Per-Group Error, Not Total MSE: Fine-Tuning Vision-Language-Action Models for 11-DoF Mobile Manipulation
Keywords: vision-language-action models, mobile manipulation, fine-tuning, per-group error, MSE decomposition, Toyota HSR, SmolVLA, pi0.5
TL;DR: On 11-DoF mobile manipulators, per-group error (arm, gripper, head, base) predicts real-robot performance more reliably than aggregate MSE; the checkpoint with the lowest total MSE is not the one that deploys best.

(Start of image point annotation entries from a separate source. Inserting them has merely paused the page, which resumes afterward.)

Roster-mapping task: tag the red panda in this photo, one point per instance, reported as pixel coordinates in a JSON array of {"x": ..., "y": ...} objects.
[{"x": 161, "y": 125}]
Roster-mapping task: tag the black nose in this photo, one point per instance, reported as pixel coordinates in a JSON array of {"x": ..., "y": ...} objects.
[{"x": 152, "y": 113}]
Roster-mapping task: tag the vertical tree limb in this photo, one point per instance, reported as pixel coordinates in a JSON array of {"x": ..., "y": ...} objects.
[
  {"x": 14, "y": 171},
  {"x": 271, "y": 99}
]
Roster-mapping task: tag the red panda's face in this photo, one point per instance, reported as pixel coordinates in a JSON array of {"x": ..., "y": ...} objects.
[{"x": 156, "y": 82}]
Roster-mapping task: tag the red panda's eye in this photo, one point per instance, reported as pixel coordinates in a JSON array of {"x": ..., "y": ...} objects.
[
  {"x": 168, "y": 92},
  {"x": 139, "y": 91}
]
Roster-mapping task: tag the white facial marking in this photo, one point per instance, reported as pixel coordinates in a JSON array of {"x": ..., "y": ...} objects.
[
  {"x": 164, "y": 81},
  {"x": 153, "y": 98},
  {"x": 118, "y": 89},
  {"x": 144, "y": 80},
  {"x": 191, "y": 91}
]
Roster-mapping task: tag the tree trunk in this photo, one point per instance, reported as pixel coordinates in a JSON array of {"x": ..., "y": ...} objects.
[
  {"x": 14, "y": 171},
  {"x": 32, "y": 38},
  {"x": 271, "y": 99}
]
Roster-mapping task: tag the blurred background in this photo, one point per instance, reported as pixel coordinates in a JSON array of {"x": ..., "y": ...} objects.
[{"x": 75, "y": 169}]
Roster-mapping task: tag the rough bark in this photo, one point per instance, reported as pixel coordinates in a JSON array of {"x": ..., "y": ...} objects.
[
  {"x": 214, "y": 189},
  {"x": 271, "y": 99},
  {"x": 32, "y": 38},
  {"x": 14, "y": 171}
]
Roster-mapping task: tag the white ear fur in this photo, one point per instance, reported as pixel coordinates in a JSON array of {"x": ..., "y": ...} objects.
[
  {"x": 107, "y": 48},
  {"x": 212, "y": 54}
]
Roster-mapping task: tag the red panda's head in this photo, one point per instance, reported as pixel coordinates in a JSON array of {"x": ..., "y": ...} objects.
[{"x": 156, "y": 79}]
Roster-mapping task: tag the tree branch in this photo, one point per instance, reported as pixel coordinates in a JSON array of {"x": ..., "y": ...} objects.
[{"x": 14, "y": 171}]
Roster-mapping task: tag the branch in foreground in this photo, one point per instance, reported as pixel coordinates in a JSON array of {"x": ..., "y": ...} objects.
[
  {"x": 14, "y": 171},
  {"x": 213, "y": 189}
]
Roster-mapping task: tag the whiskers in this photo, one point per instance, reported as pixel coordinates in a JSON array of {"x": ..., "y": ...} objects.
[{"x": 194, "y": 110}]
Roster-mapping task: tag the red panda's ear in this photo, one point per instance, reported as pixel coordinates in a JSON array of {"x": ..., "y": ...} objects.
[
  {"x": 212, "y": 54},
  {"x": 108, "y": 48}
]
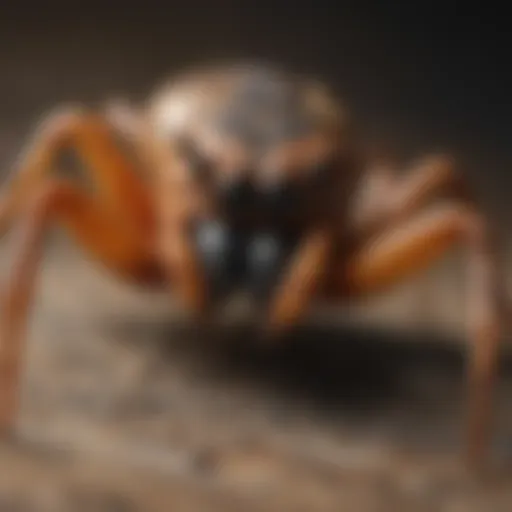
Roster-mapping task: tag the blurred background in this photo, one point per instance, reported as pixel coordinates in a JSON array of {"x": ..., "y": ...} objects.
[{"x": 379, "y": 405}]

Abstract: Fine-tuning Vision-Language-Action (VLA) models for mobile manipulators with heterogeneous joint spaces can produce a counterintuitive result: the checkpoint with the lowest aggregate MSE is not the one that performs best on the real robot. We argue this is a predictable consequence of collapsing heterogeneous joint groups (arm, gripper, head, wheeled base) into a single metric, where easy-to-predict joints can mask joints that still fail.

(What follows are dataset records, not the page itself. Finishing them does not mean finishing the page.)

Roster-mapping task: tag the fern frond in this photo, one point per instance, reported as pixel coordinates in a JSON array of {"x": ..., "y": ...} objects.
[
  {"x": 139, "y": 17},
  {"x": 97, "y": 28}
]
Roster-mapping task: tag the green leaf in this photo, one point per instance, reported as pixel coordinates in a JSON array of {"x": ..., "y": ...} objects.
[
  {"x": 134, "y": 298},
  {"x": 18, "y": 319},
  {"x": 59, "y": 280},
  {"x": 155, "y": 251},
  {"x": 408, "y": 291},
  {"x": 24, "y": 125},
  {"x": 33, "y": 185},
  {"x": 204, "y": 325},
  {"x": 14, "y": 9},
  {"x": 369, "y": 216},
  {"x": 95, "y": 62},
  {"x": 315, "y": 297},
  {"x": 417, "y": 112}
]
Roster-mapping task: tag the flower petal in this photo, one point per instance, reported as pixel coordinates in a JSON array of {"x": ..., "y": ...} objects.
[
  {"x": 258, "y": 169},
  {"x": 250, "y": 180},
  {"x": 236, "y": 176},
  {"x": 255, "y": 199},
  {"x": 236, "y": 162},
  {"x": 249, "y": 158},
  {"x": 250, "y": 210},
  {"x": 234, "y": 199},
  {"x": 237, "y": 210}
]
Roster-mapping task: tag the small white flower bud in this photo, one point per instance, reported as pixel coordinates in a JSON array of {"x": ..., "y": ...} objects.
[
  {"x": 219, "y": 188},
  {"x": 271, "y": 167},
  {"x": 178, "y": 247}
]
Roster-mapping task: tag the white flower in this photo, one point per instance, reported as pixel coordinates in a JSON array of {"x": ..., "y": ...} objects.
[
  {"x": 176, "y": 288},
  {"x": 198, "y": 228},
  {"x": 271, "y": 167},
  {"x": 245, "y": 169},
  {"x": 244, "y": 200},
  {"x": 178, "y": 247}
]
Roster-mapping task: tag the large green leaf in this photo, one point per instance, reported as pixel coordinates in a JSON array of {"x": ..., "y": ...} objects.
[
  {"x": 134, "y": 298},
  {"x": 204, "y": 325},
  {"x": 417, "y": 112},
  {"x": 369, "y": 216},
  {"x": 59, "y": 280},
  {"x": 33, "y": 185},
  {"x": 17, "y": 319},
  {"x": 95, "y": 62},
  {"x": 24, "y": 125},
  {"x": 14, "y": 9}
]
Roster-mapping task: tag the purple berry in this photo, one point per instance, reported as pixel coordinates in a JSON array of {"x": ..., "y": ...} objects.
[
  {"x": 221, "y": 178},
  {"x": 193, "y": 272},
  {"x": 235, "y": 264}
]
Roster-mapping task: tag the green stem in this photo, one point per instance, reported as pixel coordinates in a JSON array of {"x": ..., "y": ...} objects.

We fine-tune SmolVLA (450M) end-to-end on the 11-DoF Toyota HSR and compare it against $\pi_{0.5}$ (3.3B), a stronger pretrained baseline. Per-group analysis exposes two patterns: in SmolVLA, the mobile base converges slowest and limits overall performance. In expert-only fine-tuning of $\pi_{0.5}$ (training only the action head, backbone frozen), total MSE drops below the baseline but arm accuracy degrades. On 60 real-robot trials (20 per model), $\pi_{0.5}$ 80k (4.0/4) significantly outperforms both fine-tuned variants (expert-only 3k: 3.75/4; HSR-SmolVLA: 3.5/4; Mann-Whitney $p \leq 0.010$), despite expert-only 3k having the lowest total MSE. This separation is most consistent with the offline arm-group error, not total MSE or base-group error. We conclude that per-group error is a more reliable signal than total MSE for checkpoint selection on robots with heterogeneous action spaces.